The Law Society has welcomed the proposed changes and I would have to agree. Greater transparency should assist in the promotion of public confidence in the family court system. I suspect, however, that the initial effect of the proposed changes will be that more family law proceedings will culminate in early settlement, driven by the desire of either or both of the parties to such proceedings to avoid airing confidential and intimate details of their personal relationship and their family life in the presence of representatives of the press.

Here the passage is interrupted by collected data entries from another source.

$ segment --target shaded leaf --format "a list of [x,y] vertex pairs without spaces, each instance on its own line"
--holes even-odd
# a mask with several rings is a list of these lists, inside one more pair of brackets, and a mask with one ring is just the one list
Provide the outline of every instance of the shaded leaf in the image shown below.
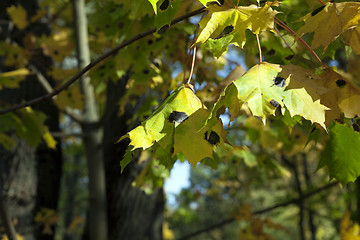
[[27,13],[23,6],[12,5],[11,7],[8,7],[6,11],[18,29],[23,30],[29,24],[27,20]]
[[315,32],[311,47],[318,48],[323,46],[324,49],[334,41],[340,34],[346,30],[355,28],[360,20],[360,3],[328,2],[326,6],[316,14],[309,13],[301,20],[305,25],[296,32],[296,38],[305,33]]
[[329,128],[330,140],[322,152],[318,169],[327,166],[330,178],[343,184],[360,175],[360,133],[351,127],[334,124]]

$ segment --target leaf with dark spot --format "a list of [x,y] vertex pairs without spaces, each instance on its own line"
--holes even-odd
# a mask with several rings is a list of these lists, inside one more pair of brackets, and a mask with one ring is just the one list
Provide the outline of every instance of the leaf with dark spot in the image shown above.
[[343,87],[345,87],[345,85],[346,85],[345,80],[343,80],[343,79],[336,80],[336,86],[338,86],[339,88],[343,88]]
[[160,10],[165,11],[169,7],[169,0],[164,0],[160,5]]
[[170,113],[168,120],[169,120],[169,122],[175,121],[177,123],[181,123],[188,118],[189,118],[189,116],[184,112],[173,111],[172,113]]
[[273,105],[274,107],[280,106],[280,104],[277,101],[275,101],[274,99],[270,100],[270,104]]
[[277,86],[277,87],[285,87],[286,85],[286,81],[285,81],[285,78],[283,77],[275,77],[274,78],[274,84]]
[[231,33],[233,30],[234,30],[234,26],[229,25],[229,26],[225,27],[224,30],[219,34],[219,36],[217,36],[214,39],[220,39],[220,38],[228,35],[229,33]]
[[272,55],[274,55],[276,53],[276,51],[274,50],[274,49],[270,49],[269,51],[267,51],[267,55],[268,56],[272,56]]
[[315,9],[312,13],[311,13],[311,16],[315,16],[316,14],[318,14],[319,12],[321,12],[321,10],[323,10],[325,7],[325,5]]
[[290,61],[293,57],[294,57],[294,55],[293,55],[293,54],[292,54],[292,55],[289,55],[289,56],[285,57],[285,60]]
[[143,74],[149,74],[150,70],[149,69],[144,69],[142,72],[143,72]]
[[205,132],[205,140],[208,141],[211,145],[216,145],[220,142],[220,137],[214,131],[210,132],[209,137],[208,137],[208,132]]

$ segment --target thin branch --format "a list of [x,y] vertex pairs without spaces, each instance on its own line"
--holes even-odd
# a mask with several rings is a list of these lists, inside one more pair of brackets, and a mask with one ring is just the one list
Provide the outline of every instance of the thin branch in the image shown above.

In time, this may change. After all, these proposed changes are akin to changes introduced in the UK in 2009 allowing accredited members of the media to attend certain hearings in the family courts. There was a flurry of publicity surrounding those changes in the UK at the time, with many arguing that the privacy of family law hearings would be lost. Indeed, these concerns have been voiced here too. However, from the UK perspective, in reality it seems that the changes have had little or no impact, with the majority of family law cases taking place in the absence of media attendance.

Emma Heron is an associate in the family law department of Beauchamps Solicitors.